Mark Murray introduced his friend and today’s speaker, Luke Barnette, from the Adrian Center for the Arts (an organization we have partnered with and supported in the past). Luke is a nationally-renowned master chair maker who works in one of the buildings on the center’s campus. Luke spearheaded the center's Christmas Tree Project last year. He brought with him a few pieces of his trade – chairs that he built by hand.
Luke builds American-style Windsor chairs primarily which are made out of different species of wood. He does it, he said, to honor the woodworkers of old and their craft and gives him a very “authentic degree of satisfaction” building them the way he does. The two elements that are needed to build quality chairs are found right here in America, he said: natural resources and American craftsmen.
A good chair needs to meet three important criteria: comfort, durability and beauty. Windsor chairs are identified by the fact that all of the parts terminate into the seat instead of being suspended from the frame, he said. The seat is the keystone of this type of chair.

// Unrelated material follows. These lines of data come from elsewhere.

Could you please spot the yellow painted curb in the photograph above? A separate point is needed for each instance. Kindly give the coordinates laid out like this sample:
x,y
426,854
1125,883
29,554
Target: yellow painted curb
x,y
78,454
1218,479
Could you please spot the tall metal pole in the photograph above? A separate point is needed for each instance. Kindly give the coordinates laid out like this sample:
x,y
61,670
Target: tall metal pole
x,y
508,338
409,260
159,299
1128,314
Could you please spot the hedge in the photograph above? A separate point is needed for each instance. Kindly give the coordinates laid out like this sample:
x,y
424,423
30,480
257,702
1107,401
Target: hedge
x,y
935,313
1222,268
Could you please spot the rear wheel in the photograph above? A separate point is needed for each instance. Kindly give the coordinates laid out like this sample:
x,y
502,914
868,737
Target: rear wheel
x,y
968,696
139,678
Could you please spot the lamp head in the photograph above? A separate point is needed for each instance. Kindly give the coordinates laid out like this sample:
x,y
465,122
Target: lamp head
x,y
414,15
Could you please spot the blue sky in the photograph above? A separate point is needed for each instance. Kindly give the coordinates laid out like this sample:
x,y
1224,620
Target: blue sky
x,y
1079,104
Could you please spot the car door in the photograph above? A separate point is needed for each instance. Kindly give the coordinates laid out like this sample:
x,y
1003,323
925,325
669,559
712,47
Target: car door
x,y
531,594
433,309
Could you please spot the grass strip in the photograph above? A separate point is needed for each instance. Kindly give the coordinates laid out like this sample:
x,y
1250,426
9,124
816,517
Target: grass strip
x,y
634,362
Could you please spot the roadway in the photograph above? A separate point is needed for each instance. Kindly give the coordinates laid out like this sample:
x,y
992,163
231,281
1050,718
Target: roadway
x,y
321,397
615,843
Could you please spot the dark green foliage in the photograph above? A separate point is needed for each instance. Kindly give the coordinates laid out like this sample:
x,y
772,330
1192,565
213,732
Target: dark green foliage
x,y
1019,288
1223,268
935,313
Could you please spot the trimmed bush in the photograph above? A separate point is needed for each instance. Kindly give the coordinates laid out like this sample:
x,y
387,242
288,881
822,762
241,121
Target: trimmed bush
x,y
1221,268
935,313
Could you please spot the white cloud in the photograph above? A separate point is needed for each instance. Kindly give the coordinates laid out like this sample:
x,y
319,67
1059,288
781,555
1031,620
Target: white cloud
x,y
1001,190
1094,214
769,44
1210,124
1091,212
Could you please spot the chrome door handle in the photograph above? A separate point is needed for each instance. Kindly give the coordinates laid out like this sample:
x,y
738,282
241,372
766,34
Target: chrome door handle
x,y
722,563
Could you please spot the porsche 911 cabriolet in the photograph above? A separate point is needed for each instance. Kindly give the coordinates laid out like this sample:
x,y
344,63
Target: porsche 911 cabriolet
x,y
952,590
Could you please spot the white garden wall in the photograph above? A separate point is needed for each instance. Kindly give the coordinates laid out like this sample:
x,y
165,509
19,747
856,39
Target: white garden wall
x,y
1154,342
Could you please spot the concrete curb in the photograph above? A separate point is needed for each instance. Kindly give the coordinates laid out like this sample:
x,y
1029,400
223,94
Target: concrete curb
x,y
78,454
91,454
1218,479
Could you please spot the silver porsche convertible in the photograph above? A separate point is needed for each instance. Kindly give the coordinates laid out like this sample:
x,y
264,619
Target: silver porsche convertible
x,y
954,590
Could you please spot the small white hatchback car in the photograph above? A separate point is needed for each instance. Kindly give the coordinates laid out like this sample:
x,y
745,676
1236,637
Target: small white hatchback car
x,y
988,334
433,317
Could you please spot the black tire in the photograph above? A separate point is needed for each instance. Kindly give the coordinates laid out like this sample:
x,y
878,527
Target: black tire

The term “Made in America” carries a lot of weight, Luke said. It is indicative of quality, innovation and craftsmanship and it was the American spirit that paved the way for so much of its quality. Among the different woods he personally uses are: hickory (typically used in axe handles because of its strength), maple, white oak, and eastern white pine. Popular joinery methods incorporated in his work is mortise and tenon construction. One of the samples of the pieces he brought with him was a Windsor chair he made by hand valued at $2,000. Thanks, Luke, for a very interesting presentation! Before Luke left, he filled out a formal application to join our club!